A module system for Arc
One of the things that made Perl as popular as it is today, I think, was the ability to extend the language and build third-party libraries easily and minimise conflict with each other. This is something that Arc as it exists today presently lacks, and something that it should eventually have. I suppose Paul Graham left it to evolve naturally, but so far this has not happened to my knowledge.
The existence of a standard module system will also help to ameliorate incompatibility as well: most of the extensions that I’m building into Arcueid should go into their own modules, except for such things as the C99 mathematical functions (sin
, cos
, etc.), additional network I/O functions (e.g. socket
, select
, socket-bind
), etc.: in general things that are logical completions of functionality that is already in the official Arc reference implementation. Things unique to the Arcueid implementation such as the marshalling mechanism (CIEL), the Limbo-inspired thread communication and synchronisation primitives, and so forth, must all go into their own modules to limit pollution of the global namespace with incompatible symbols as far as possible.
The module mechanism would thus also exist in its own module, but special syntax should be provided to support use of the module system in order to facilitate its use. Module support functions, detailed below, are minimal, and all are defined in the top-level module along with all of the standard definitions.
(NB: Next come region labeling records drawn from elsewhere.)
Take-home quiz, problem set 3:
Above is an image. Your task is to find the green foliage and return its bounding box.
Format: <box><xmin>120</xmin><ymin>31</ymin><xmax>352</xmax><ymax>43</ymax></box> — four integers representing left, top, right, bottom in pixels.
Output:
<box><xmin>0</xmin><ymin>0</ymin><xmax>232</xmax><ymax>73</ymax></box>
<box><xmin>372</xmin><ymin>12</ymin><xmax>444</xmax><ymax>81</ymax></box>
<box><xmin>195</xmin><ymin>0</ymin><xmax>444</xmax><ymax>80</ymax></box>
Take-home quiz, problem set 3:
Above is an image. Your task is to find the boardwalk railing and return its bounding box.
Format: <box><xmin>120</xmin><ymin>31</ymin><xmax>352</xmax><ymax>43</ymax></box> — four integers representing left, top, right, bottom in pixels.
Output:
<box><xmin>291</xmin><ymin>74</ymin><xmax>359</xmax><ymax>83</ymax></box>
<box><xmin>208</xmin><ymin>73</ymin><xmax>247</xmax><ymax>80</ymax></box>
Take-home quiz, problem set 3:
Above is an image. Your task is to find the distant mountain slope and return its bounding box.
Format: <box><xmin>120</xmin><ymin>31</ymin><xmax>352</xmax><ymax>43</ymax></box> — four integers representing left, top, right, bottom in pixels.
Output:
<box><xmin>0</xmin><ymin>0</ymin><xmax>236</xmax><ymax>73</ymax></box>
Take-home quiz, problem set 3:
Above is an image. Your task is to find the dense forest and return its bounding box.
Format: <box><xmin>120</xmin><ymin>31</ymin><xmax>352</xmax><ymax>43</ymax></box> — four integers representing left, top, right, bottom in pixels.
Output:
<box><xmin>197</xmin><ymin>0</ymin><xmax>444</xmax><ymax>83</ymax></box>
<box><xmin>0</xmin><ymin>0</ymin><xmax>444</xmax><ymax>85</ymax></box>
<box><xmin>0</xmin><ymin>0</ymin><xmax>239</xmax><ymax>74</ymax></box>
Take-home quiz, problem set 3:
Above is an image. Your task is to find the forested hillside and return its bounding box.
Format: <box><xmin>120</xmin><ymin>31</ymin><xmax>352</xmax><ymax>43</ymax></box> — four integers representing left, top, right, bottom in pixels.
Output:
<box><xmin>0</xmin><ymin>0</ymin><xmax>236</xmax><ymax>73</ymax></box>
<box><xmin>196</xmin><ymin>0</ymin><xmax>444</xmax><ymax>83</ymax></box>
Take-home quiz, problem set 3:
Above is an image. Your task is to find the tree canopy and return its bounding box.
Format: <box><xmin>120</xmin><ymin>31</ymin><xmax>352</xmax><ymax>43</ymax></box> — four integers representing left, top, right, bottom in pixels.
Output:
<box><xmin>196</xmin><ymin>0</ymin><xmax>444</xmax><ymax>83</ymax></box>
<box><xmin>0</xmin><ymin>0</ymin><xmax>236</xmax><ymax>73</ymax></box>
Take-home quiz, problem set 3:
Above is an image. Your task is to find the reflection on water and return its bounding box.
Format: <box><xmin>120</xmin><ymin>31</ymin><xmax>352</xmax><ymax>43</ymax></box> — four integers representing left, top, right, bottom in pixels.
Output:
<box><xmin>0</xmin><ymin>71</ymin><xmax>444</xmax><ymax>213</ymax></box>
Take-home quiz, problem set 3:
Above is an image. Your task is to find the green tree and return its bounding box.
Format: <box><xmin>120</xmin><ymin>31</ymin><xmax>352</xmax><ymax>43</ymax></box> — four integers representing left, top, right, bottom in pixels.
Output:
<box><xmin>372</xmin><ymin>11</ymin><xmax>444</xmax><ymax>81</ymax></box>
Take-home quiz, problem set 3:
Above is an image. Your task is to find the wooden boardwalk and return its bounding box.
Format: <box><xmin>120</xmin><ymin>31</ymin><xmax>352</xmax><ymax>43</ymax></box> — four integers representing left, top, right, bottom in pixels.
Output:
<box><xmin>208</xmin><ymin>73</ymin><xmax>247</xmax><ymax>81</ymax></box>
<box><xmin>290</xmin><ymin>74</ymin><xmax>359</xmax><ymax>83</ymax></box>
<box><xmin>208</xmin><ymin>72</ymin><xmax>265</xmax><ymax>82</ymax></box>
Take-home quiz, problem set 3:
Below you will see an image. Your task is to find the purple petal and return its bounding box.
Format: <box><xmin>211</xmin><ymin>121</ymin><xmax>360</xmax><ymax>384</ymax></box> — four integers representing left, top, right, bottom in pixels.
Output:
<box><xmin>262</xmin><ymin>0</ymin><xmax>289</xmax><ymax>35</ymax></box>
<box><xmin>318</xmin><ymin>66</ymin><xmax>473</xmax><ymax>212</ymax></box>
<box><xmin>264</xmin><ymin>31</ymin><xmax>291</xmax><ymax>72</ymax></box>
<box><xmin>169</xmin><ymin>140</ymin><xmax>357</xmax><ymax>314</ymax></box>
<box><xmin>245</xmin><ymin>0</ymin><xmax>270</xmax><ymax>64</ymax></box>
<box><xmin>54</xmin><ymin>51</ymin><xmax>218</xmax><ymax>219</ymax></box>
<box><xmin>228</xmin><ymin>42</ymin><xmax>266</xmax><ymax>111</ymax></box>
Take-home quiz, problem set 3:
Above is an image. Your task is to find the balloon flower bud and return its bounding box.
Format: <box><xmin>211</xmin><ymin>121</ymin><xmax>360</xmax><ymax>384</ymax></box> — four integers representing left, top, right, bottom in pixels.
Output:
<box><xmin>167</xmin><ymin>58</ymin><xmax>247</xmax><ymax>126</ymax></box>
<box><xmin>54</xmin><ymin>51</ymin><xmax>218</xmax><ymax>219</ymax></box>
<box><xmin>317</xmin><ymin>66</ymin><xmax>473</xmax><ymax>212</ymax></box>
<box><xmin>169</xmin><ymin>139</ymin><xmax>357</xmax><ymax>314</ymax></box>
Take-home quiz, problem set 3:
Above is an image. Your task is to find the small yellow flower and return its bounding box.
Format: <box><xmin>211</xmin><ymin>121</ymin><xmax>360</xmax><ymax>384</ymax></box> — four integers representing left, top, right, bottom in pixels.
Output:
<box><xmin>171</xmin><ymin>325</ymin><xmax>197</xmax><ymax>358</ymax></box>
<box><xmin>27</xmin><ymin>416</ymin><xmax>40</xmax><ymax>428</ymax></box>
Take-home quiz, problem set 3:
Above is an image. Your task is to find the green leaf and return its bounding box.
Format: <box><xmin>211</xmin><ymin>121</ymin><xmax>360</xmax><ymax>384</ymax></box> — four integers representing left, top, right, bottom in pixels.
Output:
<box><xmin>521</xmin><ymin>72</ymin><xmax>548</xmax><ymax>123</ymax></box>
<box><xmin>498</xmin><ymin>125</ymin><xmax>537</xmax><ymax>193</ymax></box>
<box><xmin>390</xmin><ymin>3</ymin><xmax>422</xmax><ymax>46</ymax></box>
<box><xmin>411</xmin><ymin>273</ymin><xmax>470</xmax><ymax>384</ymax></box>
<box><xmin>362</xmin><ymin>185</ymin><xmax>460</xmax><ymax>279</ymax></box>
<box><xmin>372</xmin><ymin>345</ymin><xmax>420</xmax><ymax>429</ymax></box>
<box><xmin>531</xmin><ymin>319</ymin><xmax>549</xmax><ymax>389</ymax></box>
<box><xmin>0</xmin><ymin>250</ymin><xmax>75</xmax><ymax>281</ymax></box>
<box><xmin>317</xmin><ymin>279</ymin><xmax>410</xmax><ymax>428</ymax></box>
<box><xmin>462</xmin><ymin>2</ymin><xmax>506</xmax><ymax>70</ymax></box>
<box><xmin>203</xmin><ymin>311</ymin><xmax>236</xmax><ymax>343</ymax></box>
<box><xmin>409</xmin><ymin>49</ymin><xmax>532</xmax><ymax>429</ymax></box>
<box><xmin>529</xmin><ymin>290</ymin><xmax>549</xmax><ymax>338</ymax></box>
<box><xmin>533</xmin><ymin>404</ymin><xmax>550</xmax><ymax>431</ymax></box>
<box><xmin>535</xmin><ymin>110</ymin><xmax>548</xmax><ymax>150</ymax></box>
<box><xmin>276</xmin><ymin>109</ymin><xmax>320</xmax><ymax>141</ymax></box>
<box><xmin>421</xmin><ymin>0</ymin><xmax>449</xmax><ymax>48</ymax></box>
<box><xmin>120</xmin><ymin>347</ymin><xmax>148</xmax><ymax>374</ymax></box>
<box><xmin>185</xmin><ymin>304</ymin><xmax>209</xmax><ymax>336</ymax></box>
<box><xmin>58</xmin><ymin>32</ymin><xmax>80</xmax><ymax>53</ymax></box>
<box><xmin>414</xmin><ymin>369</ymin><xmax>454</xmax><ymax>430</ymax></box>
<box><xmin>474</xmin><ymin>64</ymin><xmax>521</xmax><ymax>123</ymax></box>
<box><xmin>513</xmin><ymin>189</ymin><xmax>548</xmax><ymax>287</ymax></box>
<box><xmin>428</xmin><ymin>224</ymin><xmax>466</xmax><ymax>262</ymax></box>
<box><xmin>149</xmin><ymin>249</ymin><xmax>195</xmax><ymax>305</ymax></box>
Free variables are qualified as belonging to some module by the qualify function. The :: ssyntax operator expands to make use of the qualify function, e.g. MyModule::some-function
becomes (qualify some-function MyModule)
. ::some-function qualifies some-function
as belonging to the top-level module.
The module
form opens a module, and all unqualified definitions within the module form are created in the namespace created by the module. The values for unqualified free variables are found by first looking in the module’s global symbols, and then searching for a binding of the symbol in the parent module, until the top-level module (where all of the standard symbols are found) is reached. All bindings to unqualified free variables are made against the module’s namespace.
The import
function basically alters the behaviour of free variable binding resolution in all subsequent code, until the end of the scope where the the import
function was used. A free variable is searched for first in the current module, then its parents as before. If it remains unbound, all imported modules are searched for a binding. The import
function has no effect on unqualified definitions, which are always done against the current module.
I’m still on the fence as to whether modules must explicitly export their symbols so only exported symbols are visible to anything outside the module. This may serve to hide symbols that should be private to the module.
The module system may be implemented, with the exception of the ssyntax for module qualifiers, without hacking into the Arc core itself, I think, and may be doable using only macros, although it is likely to produce a performance hit.
This is a work in progress of course, and I’d like to hear what ideas the Arc community has for a standard module system for the language.